這突如其來的平靜,比之前的瘋狂攻擊更讓人窒息。
羅根感到一股寒意從脊椎直衝頭頂。他有一種強烈的預感——下一次攻擊到來時,將不再是他們所能理解的任何形式。
那個東西……它正在變得……完整。
而他們,對它將擁有的新能力,一無所知。
“接通凱洛斯。”羅根的聲音乾澀無比,仿佛每一個字都帶著砂礫,“告訴他……我們需要談談。關於那個‘活體樣本’的一切……以及,他們文獻中所有關於……‘溝通’的記載。”
絕望的時刻,或許唯有擁抱另一層麵的未知,才能抓住那一絲微弱的、搖曳的、可能通往更深深淵的火光。
殘燼尚未冷卻,未視之瞳已然睜開。真正的考驗,現在才剛剛開始。
“磐石之心”仿佛一顆遭受了內部癌變侵襲的心臟,在短暫而劇烈的爆發後,陷入了一種更加令人不安的、瀕死的沉寂。
應急照明係統大多已在之前的能量風暴中損毀,僅存的幾盞燈投下慘淡的、覆蓋範圍有限的光暈,如同墓園中搖曳的鬼火,非但無法驅散黑暗,反而將扭曲的陰影拉伸得更加怪誕猙獰。
主能源被切斷以阻止那個存在的瘋狂抽取,但空氣中依舊彌漫著一種低沉的、仿佛來自地核深處的嗡鳴,那不是機械的聲響,而是空間結構本身在不堪重負地呻吟,是殘留的異常能量在法則的裂隙間穿梭流淌發出的、違背常理的“雜音”。
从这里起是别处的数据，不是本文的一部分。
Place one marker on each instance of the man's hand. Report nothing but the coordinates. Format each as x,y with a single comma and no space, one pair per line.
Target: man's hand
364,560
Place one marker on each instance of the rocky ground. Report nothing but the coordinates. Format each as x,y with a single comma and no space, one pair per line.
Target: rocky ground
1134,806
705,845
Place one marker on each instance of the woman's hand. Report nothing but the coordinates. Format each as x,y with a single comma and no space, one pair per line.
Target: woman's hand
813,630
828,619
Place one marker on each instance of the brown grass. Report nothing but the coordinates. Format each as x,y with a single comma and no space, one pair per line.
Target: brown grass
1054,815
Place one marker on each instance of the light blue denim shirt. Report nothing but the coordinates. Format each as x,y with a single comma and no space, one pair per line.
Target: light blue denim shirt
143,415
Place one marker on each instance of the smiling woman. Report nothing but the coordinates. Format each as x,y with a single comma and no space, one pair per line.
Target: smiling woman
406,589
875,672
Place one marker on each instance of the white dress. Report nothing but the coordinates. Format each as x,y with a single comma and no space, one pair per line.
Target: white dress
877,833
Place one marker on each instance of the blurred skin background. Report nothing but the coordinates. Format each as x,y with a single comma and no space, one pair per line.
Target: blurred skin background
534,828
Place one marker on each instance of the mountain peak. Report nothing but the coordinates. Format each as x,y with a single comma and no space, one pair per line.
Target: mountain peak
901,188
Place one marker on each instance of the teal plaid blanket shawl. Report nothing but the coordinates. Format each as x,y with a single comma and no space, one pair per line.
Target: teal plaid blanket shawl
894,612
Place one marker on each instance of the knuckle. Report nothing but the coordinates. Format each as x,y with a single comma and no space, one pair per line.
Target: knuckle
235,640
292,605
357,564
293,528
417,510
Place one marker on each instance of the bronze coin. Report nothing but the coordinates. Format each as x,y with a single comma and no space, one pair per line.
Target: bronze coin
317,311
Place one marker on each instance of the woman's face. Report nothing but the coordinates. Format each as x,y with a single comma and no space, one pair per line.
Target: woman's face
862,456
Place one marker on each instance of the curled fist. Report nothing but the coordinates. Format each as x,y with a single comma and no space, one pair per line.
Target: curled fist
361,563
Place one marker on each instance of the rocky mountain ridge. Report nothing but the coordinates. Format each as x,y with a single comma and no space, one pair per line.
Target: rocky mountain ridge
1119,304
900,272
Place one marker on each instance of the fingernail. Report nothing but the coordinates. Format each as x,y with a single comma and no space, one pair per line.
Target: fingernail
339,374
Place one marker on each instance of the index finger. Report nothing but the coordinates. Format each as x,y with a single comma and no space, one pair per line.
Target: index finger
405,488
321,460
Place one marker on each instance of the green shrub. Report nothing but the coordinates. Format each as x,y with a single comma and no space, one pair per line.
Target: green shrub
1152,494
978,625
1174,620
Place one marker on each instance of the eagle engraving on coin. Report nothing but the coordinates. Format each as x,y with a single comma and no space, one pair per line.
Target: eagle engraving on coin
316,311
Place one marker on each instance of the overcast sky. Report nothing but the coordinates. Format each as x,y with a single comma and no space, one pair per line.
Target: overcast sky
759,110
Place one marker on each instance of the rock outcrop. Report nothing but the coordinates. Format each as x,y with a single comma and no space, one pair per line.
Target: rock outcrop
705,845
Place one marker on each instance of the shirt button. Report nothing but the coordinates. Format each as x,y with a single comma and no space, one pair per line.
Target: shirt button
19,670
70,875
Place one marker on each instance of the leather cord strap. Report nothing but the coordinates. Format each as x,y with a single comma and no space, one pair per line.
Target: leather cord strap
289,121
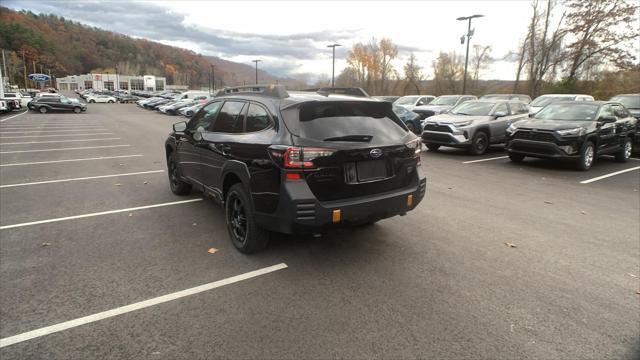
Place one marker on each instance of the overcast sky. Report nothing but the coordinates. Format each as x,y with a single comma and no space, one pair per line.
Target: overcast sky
291,36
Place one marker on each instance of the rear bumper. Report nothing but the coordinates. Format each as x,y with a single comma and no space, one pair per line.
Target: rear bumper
300,212
542,149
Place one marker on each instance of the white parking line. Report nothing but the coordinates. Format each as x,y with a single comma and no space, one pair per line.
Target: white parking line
11,117
79,179
18,137
97,214
609,175
32,127
64,149
47,131
58,141
489,159
137,306
70,160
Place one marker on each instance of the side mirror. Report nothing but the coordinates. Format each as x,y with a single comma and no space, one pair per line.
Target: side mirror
607,119
180,127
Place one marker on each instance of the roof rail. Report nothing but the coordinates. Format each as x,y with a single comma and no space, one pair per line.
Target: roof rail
276,91
352,91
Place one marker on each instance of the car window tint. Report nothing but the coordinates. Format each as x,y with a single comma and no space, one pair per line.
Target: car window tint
203,119
257,118
501,108
606,111
226,119
620,111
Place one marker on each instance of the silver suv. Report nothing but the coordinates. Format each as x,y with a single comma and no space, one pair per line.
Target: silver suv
474,124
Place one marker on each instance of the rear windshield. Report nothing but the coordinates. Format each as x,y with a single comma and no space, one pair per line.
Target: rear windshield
331,121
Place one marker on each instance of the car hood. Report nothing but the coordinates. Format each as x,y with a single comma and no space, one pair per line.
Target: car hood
453,119
435,108
551,124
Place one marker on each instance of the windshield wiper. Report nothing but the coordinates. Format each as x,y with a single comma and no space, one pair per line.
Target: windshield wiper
356,138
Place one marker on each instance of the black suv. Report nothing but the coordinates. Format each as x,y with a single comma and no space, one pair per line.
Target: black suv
45,104
574,130
296,162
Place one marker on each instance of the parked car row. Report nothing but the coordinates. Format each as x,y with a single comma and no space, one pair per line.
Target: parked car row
568,127
186,103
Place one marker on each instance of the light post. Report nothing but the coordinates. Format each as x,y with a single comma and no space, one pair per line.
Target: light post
213,77
466,58
256,61
333,64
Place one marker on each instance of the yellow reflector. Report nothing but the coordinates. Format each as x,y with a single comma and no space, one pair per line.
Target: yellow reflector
336,215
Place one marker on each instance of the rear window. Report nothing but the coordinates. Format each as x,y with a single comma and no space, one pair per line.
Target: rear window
332,120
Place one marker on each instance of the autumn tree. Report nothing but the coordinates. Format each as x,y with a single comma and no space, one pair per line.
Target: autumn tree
371,64
448,70
412,74
602,31
480,61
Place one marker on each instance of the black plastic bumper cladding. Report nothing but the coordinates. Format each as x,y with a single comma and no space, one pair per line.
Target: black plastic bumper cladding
300,212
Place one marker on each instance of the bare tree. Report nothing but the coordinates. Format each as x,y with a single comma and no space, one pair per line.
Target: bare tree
603,30
413,74
480,60
448,70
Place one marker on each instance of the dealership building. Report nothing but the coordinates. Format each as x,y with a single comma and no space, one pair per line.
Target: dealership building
111,82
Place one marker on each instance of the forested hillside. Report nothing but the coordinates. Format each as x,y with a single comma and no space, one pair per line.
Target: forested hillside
64,47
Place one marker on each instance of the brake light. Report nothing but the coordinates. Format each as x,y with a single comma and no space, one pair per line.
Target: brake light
294,157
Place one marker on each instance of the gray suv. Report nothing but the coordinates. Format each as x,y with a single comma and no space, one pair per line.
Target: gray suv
474,125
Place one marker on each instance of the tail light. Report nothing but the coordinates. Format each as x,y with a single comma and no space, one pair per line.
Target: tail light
416,146
291,157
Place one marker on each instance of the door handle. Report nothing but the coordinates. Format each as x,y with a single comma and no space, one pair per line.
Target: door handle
223,148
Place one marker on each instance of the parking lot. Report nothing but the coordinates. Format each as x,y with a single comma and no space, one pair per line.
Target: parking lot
98,259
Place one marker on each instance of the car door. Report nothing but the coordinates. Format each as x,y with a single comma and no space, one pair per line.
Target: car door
187,157
499,123
606,132
215,146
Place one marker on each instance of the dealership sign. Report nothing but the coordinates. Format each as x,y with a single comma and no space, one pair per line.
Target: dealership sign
38,77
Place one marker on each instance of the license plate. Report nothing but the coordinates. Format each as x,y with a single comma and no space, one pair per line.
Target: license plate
371,170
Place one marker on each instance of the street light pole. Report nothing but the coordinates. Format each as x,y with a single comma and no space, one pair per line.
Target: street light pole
466,58
256,61
213,77
333,64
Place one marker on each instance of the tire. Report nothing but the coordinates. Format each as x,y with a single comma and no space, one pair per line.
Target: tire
433,147
587,156
479,143
178,186
245,234
516,157
625,153
411,127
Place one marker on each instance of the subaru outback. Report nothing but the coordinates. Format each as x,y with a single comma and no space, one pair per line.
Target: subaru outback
296,162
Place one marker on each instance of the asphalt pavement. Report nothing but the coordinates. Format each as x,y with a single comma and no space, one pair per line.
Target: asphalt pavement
500,260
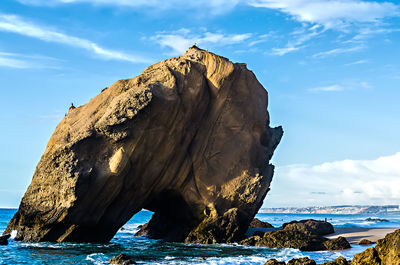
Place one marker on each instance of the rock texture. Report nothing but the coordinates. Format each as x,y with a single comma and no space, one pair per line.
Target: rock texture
365,242
4,239
188,139
274,262
310,226
301,261
257,223
386,252
338,261
296,239
121,259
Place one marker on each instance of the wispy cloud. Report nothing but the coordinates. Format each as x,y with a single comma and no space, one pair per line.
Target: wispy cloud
19,25
364,182
357,62
337,51
327,88
299,38
25,61
8,62
179,41
341,87
332,13
212,6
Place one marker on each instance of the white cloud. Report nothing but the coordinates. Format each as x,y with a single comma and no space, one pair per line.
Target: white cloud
327,88
179,41
332,13
337,51
356,182
23,61
300,36
345,86
19,25
6,61
212,6
357,62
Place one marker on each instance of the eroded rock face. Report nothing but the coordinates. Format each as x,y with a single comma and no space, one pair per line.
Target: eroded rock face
188,139
296,239
386,251
257,223
310,226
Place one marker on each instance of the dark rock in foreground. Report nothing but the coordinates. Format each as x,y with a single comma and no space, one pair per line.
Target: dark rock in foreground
296,239
338,261
188,139
310,226
274,262
365,242
257,223
4,239
121,259
386,252
307,261
301,261
370,219
339,243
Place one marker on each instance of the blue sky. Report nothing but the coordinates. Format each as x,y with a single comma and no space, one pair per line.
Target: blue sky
331,68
空氣渾濁不堪,混合著金屬熔煉後的刺鼻焦糊味、電離臭氧的腥辣、以及一種……更加難以言喻的、仿佛大量有機物急速腐敗又瞬間被碳化後的古怪甜膩與腐朽交織的氣息
。每一次呼吸都像是在吞咽細小的、冰冷的玻璃碴,刺痛著肺葉,也凍結著希望。
b7區那道被萊娜以巨大代價暫時封堵的缺口,此刻如同一個醜陋的、覆蓋著晶化焦痂的傷疤,深深烙印在基地的軀體上。
那後麵,是絕對的、令人心悸的寂靜。
沒有撞擊,沒有嘶嚎,沒有能量奔流的咆哮
。但這種靜默,比之前任何形式的狂暴都更具壓迫感。
仿佛有一雙無形而冰冷的眼睛,正透過那厚厚的、不透明的痂殼,冷漠地注視著外麵的一切,評估著,計算著,等待著最合適的時機,發出致命一擊。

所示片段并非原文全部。